Bruxelles, 22/02/2011 (Agence Europe) - À l'approche de l'entrée en vigueur jeudi 3 mars dans l'UE du troisième paquet législatif pour la libéralisation du marché intérieur de l'énergie, qui repose sur le dégroupage (unbundling) des opérateurs énergétiques verticalement intégrés via le principe de la séparation patrimoniale des activités de production/fourniture et de transport des opérateurs énergétiques pour garantir un accès non discriminatoire aux réseaux, la Russie dénonce l'impact négatif pour son secteur énergétique des nouvelles lois européennes et souligne les risques pour les investissements et l'évolution des prix.
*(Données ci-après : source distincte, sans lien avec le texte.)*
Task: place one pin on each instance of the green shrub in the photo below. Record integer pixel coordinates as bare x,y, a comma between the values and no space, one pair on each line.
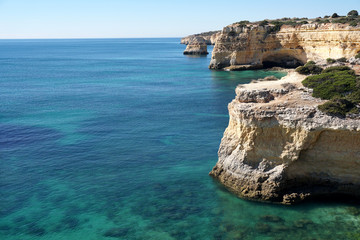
330,60
341,59
331,84
309,68
353,13
341,20
243,23
277,26
310,63
336,69
263,23
353,23
338,107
« Russie/UE, 3ème paquet et partenariat énergétique, comment réconcilier l'irréconciliable »: tel était le thème d'une vidéo conférence organisée simultanément à Bruxelles et Moscou lundi 21 février par Ria Novosti, avec pour invité de marque le président de la Russian Gas Association et vice-président de la chambre basse du Parlement russe, la Douma, Valery Yazev. « Le sommet européen du 4 février, consacré à l'énergie, s'est conclu par l'adoption de plans ambitieux pour réduire la dépendance de l'UE au pétrole et au gaz et construire une nouvelle génération d'infrastructures énergétiques. L'UE a confirmé son engagement à établir avec la Russie un partenariat fiable, transparent et basé sur des règles. Malgré cela, les autorités russes et européennes ne sont jusqu'ici pas parvenues à s'accorder sur le règlement de leurs différends dans le secteur du gaz. Le 3 mars prochain, les États membres de l'UE appliqueront le 3ème paquet. Quels sont les risques pour la Russie ? Que va-t-il arriver aux opérateurs énergétiques russes sur le marché européen une fois le 3ème paquet mis en œuvre ? Les droits de propriété seront-ils perdus, la politique de fixation des prix sera-t-elle changée ? À quels obstacles pourraient faire face les investisseurs européens sur le marchés russe ? » Tels étaient les questions soulevées par l'agence de presse russe. Autant de questions qui traduisent l'incertitude à laquelle est confrontée la Russie, dont le secteur énergétique est dominé par des grands groupes, tel le gazier Gazprom.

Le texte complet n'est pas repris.